身動ぎしたオールマイトに対して、特に表情を変えず「そっか」とだけ答えた医師はそのままオールマイトに向き直った。

「大きな怪我で意識を失ってはいましたが命に別状はありませんでした。今は麻酔で眠っています。詳しい容体はご家族にしか話せませんが…」
「勿論です。ありがとうございます」

礼を伝えるオールマイトに倣い、爆豪も微かに頭を下げた。

「しばらくは面会謝絶になると思うけど、でも大丈夫だからね。傷もなるべく残らないよう最小限に留めたし」

安心させるような声に爆豪が顔を上げると、和らいだ視線と目が合った。

「ご家族が来たらそこの受付に声掛けてもらって」と爆豪に微笑んだ女性は、再び自動ドアの向こうに消えていった。
オールマイトもエンデヴァー事務所と雄英に連絡してくると言い残し、その場から歩き去った。




1人になった爆豪は待合いのソファにどかりと沈んだ。
身体に力が入らない。霞がかかったように頭が怠い。身体は自覚している以上に疲弊しているようだった。
アイマスクを付けたままだったことに気付き、ぐい、と右手の親指で額まで引き上げた。

医師が言うなら大丈夫なのだろう。
それでも最後に触れた時の冷たさが鮮明過ぎて、手放しに安堵は出来なかった。
目を覚まし、こちらを見て話す姿を見るまでこの感覚は収まりそうになかった。

ふと、なまえの笑顔が過った。

突然両親を失った時、爆豪がヴィランに攫われた時。
彼女の心にのし掛かった不安は幾許だったのだろうか。
今の爆豪とは状況がまるで違う。彼女は両親を完全に失い、爆豪の安否がわからないまま数日を過ごした。
無事だと知らされていてもこれほどに不安だ。それ以上の心境を想像した爆豪は思わず両手で顔を覆った。


守ろうと思っていた。
自分は男で、なまえは女だ。彼女は両親を失って辛いはずだと思った。隠している弱さや辛さがあると思った。身近な寄る辺がなくて、きっと誰かに甘えたいはずだと思っていた。

違った。
自分が思う以上に、もしかしたら自分以上に強かった。
不遇を嘆くこともなく、出来ることに直向きになり、生きることに真面目だった。弱った人に寄り添う心を持つ人だった。
それらは辛さを隠した仮初めの姿ではなく、本当の彼女だったのだ。
「お父さんとお母さん、そういうとこ厳しかったから」と笑う彼女の心は死者に引っ張られてなどいなかったのだ。

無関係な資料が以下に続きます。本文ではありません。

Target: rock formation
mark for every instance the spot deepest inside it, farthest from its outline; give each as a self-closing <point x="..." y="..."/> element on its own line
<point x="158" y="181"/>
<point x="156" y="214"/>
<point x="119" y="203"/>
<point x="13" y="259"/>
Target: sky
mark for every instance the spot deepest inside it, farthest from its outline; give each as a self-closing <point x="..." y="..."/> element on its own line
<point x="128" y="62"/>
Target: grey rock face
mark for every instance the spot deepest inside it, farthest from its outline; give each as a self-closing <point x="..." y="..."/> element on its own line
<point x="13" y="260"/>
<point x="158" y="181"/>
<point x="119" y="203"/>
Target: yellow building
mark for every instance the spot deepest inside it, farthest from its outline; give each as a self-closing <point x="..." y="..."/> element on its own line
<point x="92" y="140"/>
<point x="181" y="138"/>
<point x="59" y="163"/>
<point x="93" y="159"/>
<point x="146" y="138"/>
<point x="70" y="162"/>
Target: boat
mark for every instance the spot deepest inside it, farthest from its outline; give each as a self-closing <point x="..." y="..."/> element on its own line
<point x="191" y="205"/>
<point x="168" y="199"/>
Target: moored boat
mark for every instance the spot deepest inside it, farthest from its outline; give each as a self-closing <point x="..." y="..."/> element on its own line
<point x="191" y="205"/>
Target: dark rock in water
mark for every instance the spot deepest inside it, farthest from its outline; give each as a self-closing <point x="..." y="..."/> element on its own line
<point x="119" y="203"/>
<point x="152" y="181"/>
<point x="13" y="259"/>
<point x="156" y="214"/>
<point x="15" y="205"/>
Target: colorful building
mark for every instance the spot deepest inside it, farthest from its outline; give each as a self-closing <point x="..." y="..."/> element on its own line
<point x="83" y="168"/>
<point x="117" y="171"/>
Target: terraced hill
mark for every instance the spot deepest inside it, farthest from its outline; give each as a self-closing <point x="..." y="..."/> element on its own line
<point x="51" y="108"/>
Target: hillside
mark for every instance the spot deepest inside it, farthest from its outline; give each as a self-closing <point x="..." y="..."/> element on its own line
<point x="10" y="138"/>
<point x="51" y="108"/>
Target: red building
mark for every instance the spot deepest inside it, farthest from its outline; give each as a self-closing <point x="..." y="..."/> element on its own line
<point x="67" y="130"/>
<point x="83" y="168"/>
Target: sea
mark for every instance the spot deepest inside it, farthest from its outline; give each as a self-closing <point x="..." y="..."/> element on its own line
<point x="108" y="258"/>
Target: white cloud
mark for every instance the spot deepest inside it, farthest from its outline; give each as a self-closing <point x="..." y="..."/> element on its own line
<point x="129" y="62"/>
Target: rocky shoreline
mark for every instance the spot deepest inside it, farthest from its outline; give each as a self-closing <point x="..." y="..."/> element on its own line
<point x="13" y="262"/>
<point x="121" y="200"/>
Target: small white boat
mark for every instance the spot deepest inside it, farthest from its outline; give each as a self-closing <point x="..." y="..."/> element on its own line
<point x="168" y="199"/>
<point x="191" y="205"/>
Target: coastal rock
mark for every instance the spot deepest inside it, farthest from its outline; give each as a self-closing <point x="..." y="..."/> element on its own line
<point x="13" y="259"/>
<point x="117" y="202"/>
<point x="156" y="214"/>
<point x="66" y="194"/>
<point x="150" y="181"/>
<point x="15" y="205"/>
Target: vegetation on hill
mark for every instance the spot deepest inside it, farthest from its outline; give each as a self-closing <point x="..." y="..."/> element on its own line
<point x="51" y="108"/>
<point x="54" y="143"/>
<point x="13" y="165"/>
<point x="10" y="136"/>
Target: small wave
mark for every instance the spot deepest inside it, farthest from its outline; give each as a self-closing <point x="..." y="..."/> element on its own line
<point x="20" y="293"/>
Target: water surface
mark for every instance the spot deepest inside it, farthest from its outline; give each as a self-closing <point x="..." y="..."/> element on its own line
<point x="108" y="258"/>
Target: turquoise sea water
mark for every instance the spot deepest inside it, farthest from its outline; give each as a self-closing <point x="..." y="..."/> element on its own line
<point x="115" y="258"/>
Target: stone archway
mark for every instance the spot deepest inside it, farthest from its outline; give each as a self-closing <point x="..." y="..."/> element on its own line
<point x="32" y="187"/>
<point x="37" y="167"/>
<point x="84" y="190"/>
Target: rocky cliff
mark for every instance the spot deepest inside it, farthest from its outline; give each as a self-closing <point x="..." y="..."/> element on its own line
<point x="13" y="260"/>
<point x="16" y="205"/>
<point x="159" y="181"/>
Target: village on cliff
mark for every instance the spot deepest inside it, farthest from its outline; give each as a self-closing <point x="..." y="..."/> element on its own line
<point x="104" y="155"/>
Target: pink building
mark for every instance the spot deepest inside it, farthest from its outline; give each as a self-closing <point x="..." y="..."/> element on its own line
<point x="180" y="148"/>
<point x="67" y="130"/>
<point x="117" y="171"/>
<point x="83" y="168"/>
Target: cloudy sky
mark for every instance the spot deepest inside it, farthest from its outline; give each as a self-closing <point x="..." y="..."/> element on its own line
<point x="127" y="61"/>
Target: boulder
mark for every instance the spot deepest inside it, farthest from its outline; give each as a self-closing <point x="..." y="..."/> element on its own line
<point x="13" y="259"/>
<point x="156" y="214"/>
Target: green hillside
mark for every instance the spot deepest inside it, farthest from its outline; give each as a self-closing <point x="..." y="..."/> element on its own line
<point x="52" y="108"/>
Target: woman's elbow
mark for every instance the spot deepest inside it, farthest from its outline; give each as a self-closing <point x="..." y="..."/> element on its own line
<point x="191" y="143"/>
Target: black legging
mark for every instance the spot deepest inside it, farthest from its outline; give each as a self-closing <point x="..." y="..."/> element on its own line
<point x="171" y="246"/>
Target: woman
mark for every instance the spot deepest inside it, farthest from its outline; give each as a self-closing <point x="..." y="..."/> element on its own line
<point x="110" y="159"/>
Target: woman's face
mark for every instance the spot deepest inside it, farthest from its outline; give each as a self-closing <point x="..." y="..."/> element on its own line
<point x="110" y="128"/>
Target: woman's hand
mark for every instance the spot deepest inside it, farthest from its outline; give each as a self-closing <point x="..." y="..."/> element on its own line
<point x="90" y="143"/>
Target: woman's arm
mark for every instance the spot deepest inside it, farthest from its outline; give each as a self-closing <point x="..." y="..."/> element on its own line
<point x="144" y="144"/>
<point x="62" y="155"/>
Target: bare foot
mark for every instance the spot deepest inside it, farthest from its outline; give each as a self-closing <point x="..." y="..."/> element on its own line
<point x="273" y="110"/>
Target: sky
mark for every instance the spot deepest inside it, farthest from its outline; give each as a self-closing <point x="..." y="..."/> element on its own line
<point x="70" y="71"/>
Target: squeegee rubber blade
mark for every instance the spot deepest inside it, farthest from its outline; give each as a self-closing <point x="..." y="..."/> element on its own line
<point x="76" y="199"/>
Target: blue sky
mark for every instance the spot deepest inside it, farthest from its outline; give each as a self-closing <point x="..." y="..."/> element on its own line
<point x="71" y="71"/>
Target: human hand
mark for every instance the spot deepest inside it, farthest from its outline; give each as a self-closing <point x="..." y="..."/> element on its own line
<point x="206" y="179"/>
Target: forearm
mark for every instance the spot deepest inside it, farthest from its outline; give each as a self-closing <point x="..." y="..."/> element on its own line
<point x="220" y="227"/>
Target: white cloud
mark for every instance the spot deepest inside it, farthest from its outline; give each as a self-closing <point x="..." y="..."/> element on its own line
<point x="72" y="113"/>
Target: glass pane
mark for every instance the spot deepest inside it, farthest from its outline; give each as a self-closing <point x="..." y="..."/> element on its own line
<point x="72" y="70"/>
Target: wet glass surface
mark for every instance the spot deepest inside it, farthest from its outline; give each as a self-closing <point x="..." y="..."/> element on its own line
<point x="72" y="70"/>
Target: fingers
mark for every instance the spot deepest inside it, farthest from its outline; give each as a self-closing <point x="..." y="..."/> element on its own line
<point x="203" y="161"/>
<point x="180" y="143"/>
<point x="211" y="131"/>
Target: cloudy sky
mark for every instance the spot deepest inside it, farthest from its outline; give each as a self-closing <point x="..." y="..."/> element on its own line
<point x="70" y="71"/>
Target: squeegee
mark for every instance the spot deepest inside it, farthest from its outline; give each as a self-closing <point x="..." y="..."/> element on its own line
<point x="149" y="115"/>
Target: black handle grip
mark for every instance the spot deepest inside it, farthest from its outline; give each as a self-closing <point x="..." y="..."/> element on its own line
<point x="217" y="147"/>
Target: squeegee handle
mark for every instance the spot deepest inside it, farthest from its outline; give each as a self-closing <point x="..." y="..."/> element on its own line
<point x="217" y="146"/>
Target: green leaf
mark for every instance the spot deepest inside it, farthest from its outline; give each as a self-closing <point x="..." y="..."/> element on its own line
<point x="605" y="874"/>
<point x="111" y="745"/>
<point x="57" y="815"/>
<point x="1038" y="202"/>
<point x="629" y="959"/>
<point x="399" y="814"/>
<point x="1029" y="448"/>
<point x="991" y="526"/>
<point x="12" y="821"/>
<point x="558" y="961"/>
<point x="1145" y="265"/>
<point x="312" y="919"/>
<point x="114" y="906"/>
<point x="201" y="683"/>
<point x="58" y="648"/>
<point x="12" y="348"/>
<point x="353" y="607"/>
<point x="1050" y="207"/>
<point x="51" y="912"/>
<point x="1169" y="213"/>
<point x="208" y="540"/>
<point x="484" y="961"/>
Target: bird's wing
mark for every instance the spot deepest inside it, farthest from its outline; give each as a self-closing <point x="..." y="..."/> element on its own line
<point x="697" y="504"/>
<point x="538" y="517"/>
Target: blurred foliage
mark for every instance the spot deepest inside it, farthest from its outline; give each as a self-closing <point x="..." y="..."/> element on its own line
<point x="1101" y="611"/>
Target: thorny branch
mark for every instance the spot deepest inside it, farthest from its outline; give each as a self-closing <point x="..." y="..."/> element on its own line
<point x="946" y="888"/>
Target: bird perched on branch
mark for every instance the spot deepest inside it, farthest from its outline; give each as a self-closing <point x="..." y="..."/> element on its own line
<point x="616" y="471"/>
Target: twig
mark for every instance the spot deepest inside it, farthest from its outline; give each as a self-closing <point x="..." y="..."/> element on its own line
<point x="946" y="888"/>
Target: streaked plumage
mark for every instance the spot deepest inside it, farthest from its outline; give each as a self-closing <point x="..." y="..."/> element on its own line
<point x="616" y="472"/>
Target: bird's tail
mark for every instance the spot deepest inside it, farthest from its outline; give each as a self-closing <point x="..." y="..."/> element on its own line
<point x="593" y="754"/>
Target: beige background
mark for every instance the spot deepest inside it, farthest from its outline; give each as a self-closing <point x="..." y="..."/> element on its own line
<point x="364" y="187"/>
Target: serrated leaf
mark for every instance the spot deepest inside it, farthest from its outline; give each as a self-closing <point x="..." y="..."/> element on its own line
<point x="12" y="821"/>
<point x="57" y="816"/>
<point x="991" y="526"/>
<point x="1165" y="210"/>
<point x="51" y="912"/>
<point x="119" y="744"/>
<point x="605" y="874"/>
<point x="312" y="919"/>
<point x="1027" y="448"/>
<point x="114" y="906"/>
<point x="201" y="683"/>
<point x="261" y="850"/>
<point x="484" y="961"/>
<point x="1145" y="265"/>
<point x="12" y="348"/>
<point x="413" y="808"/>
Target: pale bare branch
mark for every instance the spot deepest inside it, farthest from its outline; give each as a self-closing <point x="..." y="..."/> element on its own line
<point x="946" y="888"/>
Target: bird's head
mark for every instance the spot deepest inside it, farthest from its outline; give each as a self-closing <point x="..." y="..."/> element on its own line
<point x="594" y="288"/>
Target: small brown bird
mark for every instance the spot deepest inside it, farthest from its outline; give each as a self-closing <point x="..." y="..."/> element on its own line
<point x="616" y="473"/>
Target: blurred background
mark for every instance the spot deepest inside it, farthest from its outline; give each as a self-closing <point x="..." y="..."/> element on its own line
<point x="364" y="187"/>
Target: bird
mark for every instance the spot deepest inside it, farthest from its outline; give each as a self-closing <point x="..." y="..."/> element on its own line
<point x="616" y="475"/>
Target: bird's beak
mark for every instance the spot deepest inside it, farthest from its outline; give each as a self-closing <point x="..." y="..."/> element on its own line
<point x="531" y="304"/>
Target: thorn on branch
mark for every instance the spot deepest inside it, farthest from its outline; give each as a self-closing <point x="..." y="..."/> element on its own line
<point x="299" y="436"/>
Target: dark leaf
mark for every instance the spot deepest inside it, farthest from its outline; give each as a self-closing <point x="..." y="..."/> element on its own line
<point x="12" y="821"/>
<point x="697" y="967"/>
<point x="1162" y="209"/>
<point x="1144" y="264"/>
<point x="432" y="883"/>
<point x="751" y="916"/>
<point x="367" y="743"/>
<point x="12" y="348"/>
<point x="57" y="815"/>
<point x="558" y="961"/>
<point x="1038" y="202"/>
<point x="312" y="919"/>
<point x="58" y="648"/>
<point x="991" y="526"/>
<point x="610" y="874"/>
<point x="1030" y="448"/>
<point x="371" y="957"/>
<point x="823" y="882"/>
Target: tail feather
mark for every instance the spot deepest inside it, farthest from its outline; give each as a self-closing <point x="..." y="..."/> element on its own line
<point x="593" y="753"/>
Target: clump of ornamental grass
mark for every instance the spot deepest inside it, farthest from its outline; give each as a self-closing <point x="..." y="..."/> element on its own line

きっと目が覚めた彼女は泣いて、震えて、そして笑うだろう。
無理して笑っているのだと思っていた。本音を隠して我慢をして、取り繕っているのだと思っていた。
違う。
ちゃんと泣いて、整理して、そして前を向いていたのだ。

────こんなの、

前々から感じていた。静かに灯る灯火のような芯があると。
それをこんな形で知るなど。


──こんなの、要らねんだよ。


俯き歯を食いしばる爆豪の肩は小さく震えていた。